Update on Dataviz Workshop 2

The class practised doing critiques on the famous Wind Map by Fernanda Viegas and Martin Wattenberg.


Click here for a real-time version of the map.

I selected this particular project because it is a heartless person indeed who does not see the "beauty" in this thing.

Beauty is a word that is thrown around a lot in data visualization circles. What do we mean by beauty?


The discussion was very successful and the most interesting points of discussion were these:

  • Something that is beautiful should take us to some truth.
  • If we take this same map but corrupt all the data (e.g. reverse all wind directions), is the map still beautiful?
  • What is the "truth" in this map? What is its utility?
  • The emotional side of beauty is separate from the information side.
  • "Truth" comes before the emotional side of beauty.

Readers: would love to hear what you think.

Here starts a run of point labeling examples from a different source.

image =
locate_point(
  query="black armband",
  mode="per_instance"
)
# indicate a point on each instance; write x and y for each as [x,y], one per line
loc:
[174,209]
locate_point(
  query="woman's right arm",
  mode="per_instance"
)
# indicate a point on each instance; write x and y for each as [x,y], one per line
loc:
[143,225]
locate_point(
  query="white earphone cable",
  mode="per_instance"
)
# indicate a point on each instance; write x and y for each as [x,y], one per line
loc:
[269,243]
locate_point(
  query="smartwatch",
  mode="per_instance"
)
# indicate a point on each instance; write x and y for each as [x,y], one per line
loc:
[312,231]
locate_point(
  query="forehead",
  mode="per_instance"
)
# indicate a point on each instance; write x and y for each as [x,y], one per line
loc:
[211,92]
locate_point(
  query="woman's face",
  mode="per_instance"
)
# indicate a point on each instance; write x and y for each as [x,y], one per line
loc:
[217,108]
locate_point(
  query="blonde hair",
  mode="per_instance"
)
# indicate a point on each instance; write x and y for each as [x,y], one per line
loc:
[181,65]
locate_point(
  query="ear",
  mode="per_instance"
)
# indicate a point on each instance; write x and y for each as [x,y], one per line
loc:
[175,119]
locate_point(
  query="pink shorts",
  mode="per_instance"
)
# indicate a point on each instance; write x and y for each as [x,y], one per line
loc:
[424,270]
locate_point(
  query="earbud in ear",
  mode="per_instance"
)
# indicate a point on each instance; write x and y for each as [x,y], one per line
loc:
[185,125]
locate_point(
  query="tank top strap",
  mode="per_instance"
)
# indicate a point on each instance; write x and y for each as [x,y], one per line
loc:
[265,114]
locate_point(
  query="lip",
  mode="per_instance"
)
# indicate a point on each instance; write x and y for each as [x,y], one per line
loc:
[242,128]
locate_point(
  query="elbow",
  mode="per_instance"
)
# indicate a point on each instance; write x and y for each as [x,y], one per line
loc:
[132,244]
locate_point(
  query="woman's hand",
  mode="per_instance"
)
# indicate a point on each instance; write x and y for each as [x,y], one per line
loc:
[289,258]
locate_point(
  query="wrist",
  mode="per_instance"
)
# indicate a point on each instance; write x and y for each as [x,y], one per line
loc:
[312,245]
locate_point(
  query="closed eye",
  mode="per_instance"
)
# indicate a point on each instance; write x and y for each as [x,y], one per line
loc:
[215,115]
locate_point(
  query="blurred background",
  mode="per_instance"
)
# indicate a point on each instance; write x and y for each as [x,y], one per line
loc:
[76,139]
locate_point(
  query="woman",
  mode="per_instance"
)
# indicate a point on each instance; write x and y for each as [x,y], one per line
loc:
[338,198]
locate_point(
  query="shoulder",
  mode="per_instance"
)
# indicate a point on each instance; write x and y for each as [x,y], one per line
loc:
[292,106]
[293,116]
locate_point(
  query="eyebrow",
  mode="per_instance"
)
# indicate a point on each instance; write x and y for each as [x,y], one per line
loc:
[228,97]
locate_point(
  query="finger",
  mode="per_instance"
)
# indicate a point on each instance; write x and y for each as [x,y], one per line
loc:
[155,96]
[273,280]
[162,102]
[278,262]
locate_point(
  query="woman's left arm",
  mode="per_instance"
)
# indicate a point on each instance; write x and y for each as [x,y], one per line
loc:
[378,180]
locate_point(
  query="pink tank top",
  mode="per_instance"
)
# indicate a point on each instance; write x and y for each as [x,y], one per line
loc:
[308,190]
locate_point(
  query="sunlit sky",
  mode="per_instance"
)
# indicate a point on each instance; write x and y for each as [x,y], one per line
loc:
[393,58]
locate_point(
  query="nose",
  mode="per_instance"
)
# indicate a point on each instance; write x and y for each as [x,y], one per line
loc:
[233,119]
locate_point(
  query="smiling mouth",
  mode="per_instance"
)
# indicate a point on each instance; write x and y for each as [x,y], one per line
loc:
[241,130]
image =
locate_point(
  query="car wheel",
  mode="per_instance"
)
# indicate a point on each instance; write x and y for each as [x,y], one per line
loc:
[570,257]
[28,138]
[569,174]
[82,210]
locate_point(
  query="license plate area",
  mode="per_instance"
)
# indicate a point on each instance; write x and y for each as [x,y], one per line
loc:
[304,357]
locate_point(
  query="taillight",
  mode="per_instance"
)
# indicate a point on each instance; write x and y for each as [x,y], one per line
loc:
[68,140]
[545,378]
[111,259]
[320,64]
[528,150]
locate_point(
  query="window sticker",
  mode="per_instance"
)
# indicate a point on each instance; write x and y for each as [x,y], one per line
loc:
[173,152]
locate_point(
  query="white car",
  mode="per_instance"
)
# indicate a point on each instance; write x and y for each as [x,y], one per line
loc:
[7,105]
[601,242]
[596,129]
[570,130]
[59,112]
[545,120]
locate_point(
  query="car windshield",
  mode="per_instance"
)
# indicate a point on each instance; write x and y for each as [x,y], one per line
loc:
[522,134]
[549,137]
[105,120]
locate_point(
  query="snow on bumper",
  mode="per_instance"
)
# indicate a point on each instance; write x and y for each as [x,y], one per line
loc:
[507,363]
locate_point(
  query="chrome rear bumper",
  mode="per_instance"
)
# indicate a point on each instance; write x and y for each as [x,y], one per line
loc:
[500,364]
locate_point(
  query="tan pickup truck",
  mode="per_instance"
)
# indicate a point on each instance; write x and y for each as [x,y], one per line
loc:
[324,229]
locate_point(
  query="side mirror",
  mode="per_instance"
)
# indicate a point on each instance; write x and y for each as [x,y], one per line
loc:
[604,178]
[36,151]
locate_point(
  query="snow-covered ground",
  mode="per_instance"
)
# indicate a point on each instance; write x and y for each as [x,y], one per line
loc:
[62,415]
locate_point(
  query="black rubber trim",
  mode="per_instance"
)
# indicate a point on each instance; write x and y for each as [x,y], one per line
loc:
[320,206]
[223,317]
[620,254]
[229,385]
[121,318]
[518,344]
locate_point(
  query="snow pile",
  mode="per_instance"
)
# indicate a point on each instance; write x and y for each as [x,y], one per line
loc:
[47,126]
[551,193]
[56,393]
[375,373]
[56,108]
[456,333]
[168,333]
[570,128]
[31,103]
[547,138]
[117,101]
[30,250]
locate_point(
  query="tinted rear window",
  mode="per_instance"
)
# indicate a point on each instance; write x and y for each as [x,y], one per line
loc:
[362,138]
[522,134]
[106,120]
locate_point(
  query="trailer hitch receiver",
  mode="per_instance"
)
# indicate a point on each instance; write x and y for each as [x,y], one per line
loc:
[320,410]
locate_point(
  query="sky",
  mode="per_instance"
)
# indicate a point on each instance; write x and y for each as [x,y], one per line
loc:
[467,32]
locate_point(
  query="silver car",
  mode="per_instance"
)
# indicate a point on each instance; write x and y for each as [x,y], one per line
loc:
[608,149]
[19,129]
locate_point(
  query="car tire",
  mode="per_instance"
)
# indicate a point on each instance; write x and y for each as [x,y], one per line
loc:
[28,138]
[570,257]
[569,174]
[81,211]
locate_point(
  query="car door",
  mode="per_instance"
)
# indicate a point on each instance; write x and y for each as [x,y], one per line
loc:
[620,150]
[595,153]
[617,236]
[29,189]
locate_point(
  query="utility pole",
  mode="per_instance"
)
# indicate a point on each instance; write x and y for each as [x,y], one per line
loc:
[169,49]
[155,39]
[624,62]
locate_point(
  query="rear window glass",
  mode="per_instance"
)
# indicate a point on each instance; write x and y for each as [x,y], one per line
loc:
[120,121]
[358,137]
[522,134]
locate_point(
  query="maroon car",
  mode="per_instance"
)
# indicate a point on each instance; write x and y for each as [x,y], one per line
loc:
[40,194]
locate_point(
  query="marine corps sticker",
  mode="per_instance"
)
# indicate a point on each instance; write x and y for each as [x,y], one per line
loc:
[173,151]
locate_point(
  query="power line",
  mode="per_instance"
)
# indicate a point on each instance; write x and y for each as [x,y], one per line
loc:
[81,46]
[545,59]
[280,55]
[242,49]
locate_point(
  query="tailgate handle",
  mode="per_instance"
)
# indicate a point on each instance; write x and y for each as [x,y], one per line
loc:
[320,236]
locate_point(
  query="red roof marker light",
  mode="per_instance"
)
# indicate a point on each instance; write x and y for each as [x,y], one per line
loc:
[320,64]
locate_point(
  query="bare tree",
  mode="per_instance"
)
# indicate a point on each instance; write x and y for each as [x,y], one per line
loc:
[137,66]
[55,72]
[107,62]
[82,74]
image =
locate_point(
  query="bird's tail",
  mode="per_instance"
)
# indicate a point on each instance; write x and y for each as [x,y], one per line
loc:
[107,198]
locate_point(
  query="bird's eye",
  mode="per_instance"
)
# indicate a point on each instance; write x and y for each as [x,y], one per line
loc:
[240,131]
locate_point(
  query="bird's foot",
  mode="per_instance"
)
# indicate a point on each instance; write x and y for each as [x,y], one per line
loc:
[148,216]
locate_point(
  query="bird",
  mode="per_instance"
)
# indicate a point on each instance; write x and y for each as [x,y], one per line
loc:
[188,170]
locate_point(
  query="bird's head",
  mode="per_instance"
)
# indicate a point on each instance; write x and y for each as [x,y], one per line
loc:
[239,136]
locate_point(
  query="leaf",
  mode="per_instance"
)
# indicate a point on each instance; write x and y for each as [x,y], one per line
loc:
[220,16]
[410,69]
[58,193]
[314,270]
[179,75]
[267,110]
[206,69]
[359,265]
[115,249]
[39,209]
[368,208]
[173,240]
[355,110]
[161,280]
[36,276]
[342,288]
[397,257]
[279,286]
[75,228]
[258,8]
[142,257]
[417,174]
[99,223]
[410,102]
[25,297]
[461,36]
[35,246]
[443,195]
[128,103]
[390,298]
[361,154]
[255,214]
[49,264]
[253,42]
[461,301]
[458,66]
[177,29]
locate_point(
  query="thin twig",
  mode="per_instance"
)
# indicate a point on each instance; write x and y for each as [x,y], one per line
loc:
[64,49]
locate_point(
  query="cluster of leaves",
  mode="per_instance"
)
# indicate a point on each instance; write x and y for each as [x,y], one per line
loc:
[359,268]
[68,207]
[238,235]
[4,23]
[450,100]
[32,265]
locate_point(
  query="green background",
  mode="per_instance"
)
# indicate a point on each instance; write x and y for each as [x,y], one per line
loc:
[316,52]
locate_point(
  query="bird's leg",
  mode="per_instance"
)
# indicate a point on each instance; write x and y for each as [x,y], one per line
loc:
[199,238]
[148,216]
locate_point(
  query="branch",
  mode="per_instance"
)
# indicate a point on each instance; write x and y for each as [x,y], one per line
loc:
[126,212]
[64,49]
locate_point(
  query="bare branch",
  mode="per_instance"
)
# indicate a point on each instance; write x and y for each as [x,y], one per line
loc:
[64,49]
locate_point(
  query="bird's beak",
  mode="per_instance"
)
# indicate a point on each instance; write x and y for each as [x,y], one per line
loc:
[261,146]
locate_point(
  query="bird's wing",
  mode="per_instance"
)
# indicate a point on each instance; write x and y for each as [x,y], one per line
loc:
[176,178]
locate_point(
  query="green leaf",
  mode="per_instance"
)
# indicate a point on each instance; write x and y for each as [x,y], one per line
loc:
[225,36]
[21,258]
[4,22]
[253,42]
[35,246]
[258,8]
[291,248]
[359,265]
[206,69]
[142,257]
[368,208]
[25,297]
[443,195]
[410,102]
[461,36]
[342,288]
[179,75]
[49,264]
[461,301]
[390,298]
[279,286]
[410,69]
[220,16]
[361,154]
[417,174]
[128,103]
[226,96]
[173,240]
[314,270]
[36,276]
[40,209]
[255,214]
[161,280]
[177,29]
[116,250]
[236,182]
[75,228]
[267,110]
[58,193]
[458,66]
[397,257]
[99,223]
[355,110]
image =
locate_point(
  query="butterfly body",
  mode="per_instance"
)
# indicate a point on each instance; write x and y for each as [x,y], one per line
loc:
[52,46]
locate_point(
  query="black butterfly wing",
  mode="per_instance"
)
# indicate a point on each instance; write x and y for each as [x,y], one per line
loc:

PS. Click here for class syllabus. Click here for first update.

Graph redesign is hot

Joe D., a long time reader, points us to a few blogs that have been active creating redesigns of charts, similar to how we do it here.

First up, here are some examples from Storytelling With Data (link).

This example transformed a grouped bar chart into a line chart, something that I have long advocated. I'm still waiting for the day when market research companies start to switch from bars to lines.

Stwd_Student Makeover 2


Jorge Camoes, also a long-time reader, produced a redesign of a chart on military spending first printed in Time magazine. (link)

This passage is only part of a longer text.